Несмотря на гордое среди простой прислуги звание «лакей», обозначающее близость к господам, на него возлагались самые грязные работы, вплоть до того, что приходилось подменять трубочиста: в прежние времена эконом жадничал нанимать работника со стороны, а в нынешние — зачем бросать деньги на ветер, ежели и свой бездельник справится? К тому же, в дом он был принят по случаю, «с улицы», без протекций и знакомств, похлопотать или заступиться некому… на ком же ещё ездить?
Худышка Пьер, хоть и прорывал острыми коленками и локтями штанины да рукава, но имел смазливую мордашку и доброе сердце, оттого-то, должно быть, пользовался особой популярностью у лиц женского пола, особо жалеющих его за кажущуюся измождённость.
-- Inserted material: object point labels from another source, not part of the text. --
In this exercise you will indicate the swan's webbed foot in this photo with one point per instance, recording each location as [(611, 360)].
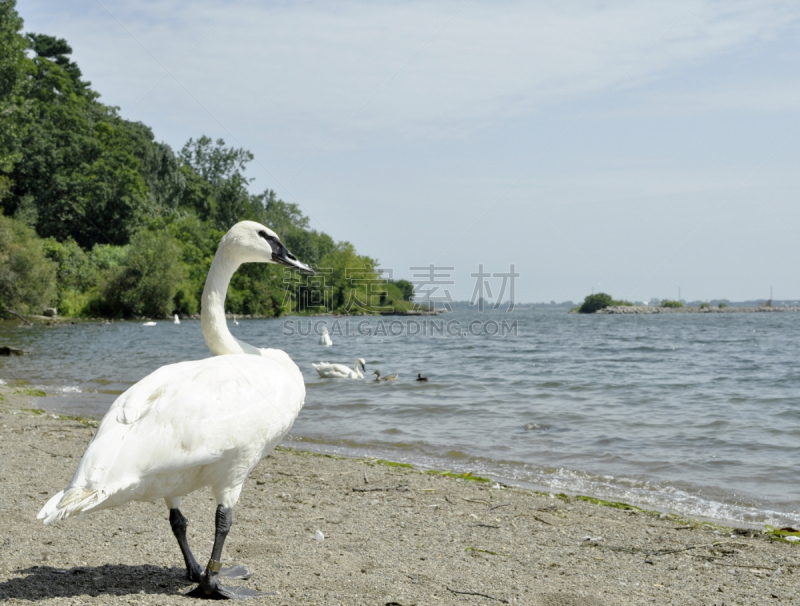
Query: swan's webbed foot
[(235, 573), (225, 593), (231, 573), (208, 585)]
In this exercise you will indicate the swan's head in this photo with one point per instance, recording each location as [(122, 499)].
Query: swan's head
[(251, 242)]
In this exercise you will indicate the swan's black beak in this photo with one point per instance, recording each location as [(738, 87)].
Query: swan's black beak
[(282, 256)]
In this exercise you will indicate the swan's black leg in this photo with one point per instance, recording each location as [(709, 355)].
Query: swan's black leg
[(179, 524), (193, 570), (208, 584)]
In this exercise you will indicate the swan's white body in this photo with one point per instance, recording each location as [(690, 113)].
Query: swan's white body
[(327, 370), (324, 338), (192, 424)]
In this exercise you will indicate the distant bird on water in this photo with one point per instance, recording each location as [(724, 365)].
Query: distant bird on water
[(196, 424), (327, 370), (379, 378), (324, 338)]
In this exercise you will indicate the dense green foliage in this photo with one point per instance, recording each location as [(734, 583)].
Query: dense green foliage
[(101, 219), (27, 277)]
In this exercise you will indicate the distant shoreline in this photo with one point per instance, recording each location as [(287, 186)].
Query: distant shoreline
[(651, 309)]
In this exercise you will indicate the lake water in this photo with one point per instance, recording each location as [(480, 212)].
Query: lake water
[(694, 414)]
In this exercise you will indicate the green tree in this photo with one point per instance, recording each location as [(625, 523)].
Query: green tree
[(146, 282), (223, 197), (594, 303), (27, 277)]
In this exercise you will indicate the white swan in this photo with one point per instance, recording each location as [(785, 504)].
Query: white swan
[(379, 378), (195, 424), (339, 371), (324, 338)]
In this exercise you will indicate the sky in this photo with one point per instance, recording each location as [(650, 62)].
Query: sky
[(647, 150)]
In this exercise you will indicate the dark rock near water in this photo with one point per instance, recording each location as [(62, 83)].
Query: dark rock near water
[(11, 351)]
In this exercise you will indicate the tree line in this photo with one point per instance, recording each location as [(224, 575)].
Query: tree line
[(101, 220)]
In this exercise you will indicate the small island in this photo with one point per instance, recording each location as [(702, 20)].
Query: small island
[(602, 303)]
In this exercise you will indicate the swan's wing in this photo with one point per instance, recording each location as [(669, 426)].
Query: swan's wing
[(187, 415)]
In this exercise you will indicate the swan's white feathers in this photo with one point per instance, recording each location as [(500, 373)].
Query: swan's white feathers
[(186, 425), (193, 424)]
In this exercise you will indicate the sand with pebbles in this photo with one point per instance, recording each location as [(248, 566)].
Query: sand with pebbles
[(392, 535)]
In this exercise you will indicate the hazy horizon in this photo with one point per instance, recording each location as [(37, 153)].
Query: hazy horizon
[(626, 148)]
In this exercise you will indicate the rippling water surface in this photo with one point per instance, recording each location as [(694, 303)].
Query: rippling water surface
[(694, 414)]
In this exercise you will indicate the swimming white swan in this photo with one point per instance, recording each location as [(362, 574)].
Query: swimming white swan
[(324, 338), (196, 424), (339, 371), (379, 378)]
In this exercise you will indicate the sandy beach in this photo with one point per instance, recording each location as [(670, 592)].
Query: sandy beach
[(392, 535)]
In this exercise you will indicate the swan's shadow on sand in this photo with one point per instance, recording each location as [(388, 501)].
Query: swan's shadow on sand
[(44, 582)]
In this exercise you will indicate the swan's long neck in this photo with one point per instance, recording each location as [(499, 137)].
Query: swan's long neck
[(212, 314)]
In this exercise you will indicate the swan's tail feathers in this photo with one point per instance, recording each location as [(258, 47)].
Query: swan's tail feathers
[(73, 501)]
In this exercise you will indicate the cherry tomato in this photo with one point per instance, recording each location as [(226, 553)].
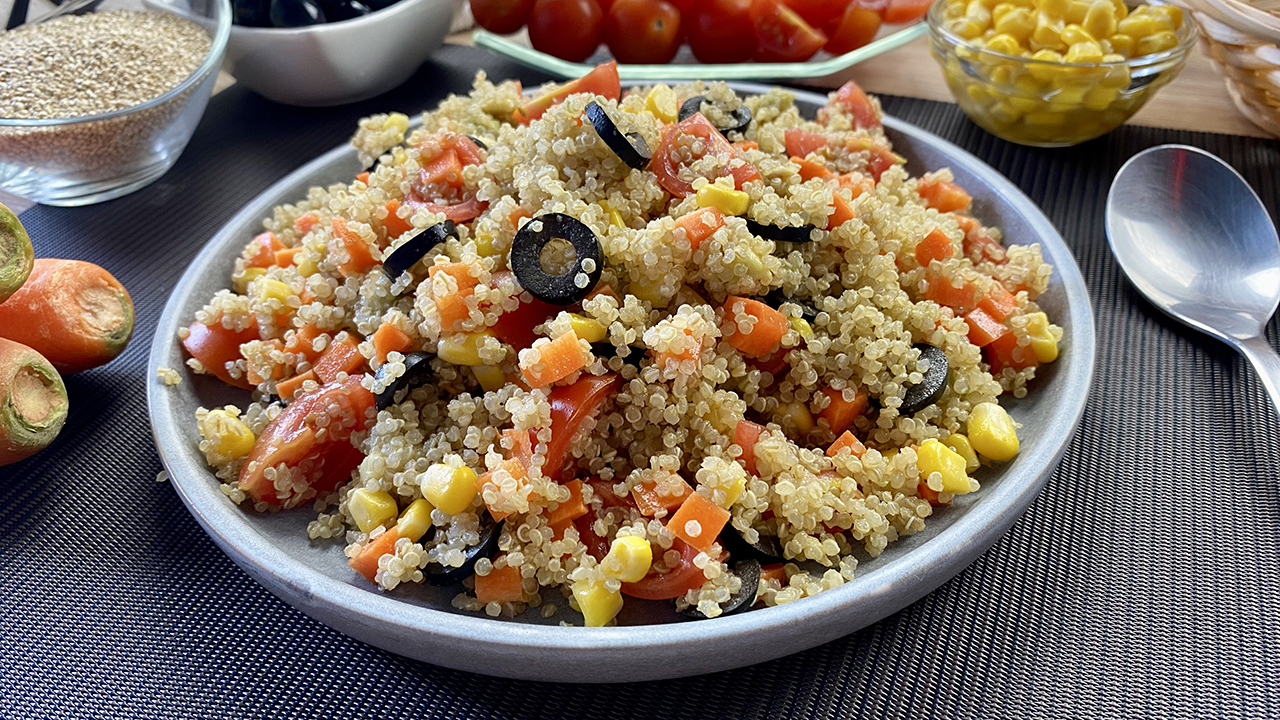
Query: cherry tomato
[(856, 28), (502, 16), (698, 128), (566, 28), (721, 31), (643, 31), (781, 35)]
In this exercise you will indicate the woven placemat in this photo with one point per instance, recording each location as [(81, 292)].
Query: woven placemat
[(1143, 582)]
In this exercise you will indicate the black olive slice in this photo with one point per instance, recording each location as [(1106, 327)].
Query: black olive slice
[(438, 574), (631, 149), (694, 105), (749, 572), (416, 247), (778, 233), (417, 370), (931, 388), (526, 259)]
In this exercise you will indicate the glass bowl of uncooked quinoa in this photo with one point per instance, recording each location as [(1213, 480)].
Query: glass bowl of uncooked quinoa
[(99, 101)]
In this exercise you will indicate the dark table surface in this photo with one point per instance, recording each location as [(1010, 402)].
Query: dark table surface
[(1142, 583)]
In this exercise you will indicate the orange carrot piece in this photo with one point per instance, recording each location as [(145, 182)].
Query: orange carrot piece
[(389, 338), (698, 522), (557, 360), (366, 560), (700, 224), (341, 356), (764, 336)]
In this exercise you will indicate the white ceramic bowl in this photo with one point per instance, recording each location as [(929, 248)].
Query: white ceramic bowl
[(343, 62)]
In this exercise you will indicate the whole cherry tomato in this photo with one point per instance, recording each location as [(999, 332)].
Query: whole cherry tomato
[(643, 31), (566, 28)]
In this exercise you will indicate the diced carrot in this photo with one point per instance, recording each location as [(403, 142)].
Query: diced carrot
[(698, 522), (935, 246), (700, 224), (745, 436), (983, 329), (840, 413), (366, 560), (849, 441), (944, 196), (359, 256), (389, 338), (652, 502), (341, 356), (502, 584), (289, 387), (556, 361), (764, 336)]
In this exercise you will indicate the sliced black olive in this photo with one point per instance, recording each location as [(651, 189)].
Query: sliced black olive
[(931, 388), (417, 370), (631, 149), (789, 233), (526, 259), (694, 105), (416, 247), (767, 550), (438, 574), (749, 572)]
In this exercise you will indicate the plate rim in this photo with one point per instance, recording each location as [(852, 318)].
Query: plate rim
[(479, 643)]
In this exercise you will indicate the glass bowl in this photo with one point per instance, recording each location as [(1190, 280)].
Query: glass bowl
[(88, 159), (1045, 103)]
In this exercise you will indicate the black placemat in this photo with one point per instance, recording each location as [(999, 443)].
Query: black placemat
[(1143, 582)]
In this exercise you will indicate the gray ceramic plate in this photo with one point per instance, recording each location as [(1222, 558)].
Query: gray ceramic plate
[(650, 641)]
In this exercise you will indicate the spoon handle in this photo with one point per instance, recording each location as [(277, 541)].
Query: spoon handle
[(1265, 360)]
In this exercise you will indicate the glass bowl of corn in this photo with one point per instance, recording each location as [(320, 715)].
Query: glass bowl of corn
[(1054, 73)]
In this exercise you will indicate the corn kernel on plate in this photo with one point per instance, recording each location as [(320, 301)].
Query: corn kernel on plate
[(650, 641)]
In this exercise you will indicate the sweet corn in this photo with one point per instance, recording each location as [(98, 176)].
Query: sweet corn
[(961, 446), (728, 201), (597, 604), (629, 559), (462, 349), (449, 490), (932, 456), (415, 520), (370, 509), (992, 432)]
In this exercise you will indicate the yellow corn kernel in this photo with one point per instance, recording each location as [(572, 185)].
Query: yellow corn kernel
[(462, 349), (932, 456), (415, 520), (449, 490), (728, 201), (960, 445), (586, 328), (370, 507), (992, 432), (597, 604), (629, 559), (490, 378), (662, 103)]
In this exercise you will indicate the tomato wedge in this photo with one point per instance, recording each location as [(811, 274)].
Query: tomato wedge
[(677, 137), (319, 458)]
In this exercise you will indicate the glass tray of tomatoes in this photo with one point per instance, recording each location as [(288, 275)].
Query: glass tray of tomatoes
[(698, 39)]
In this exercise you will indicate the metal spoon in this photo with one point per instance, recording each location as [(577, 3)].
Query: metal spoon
[(1194, 238)]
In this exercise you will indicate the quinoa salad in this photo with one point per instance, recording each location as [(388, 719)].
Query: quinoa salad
[(589, 346)]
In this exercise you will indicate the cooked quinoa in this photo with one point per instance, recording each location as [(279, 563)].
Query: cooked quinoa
[(807, 443)]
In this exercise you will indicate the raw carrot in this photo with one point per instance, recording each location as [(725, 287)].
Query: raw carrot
[(502, 584), (32, 402), (763, 337), (698, 522), (556, 361), (16, 254), (73, 313)]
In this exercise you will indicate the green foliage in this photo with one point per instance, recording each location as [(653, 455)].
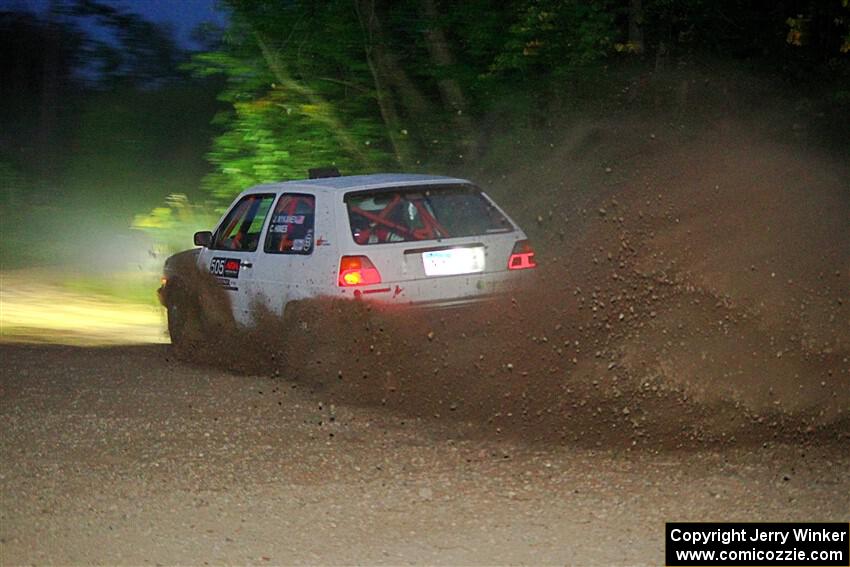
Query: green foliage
[(556, 37), (171, 227), (300, 97)]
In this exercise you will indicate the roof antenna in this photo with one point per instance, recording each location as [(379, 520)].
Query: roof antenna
[(321, 172)]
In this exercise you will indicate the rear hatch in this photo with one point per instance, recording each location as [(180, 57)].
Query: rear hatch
[(431, 243)]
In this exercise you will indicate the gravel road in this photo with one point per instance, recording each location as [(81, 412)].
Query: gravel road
[(124, 455)]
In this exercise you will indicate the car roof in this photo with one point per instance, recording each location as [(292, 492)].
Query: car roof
[(348, 182)]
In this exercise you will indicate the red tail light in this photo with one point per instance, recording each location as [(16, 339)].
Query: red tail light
[(357, 270), (522, 256)]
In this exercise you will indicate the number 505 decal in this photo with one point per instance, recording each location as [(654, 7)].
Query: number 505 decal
[(225, 267)]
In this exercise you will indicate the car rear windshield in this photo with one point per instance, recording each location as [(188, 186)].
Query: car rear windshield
[(431, 212)]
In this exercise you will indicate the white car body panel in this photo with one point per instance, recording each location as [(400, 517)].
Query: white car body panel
[(273, 279)]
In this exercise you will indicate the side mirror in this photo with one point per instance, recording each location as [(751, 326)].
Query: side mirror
[(203, 238)]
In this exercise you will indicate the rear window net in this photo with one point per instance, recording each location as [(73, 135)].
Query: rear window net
[(420, 213)]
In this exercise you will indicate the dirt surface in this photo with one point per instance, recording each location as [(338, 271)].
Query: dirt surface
[(123, 455), (684, 354)]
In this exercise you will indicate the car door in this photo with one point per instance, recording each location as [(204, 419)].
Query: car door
[(286, 272), (233, 252)]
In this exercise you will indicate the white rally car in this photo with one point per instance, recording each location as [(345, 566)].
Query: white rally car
[(406, 239)]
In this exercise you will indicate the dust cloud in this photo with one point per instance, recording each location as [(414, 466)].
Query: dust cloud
[(692, 290)]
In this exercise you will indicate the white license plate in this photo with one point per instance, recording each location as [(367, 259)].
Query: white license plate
[(453, 261)]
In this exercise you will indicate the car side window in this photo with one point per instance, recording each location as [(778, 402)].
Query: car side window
[(292, 227), (242, 227)]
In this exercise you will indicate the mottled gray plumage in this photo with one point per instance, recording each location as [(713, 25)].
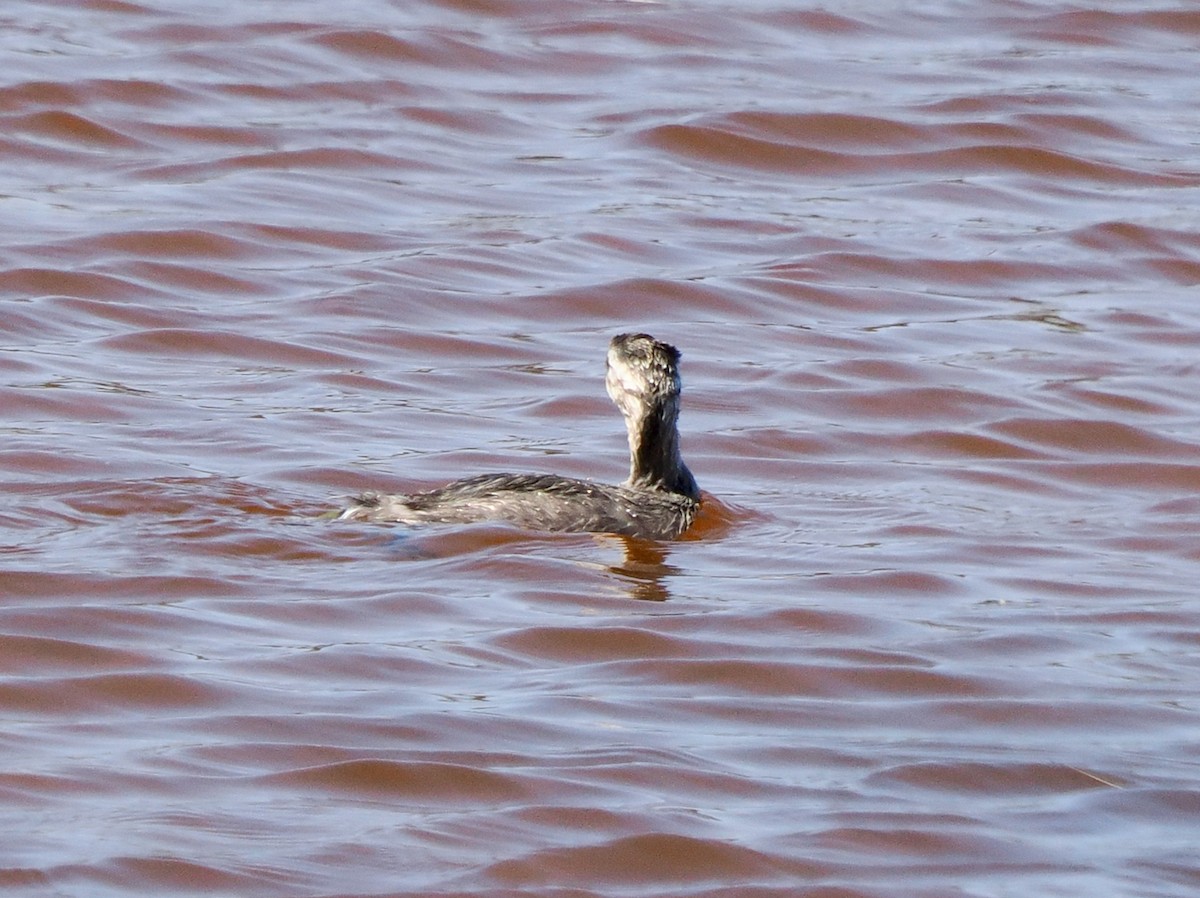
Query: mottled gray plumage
[(659, 501)]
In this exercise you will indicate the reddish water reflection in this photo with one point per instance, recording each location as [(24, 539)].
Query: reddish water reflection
[(934, 276)]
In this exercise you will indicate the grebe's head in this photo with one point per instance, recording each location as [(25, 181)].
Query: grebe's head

Заморыш, однако, не спешил срывать цветы удовольствия, а оказался малым рассудительным и строгих правил, и на днях умудрился тайком обручиться с камеристкой самой госпожи, хорошенькой Мари. Почему тайком? Хозяйка замужнюю прислугу не жаловала, считая, что ей одной должны служить с усердием, и нечего на всяких там мужей время переводить. Оттого — подумывали Мари с Пьером потихоньку подыскивать себе другое местечко. В каком-нибудь добром семейном доме, где много родни, детишек, старичков; пусть хлопотно, но там понимают.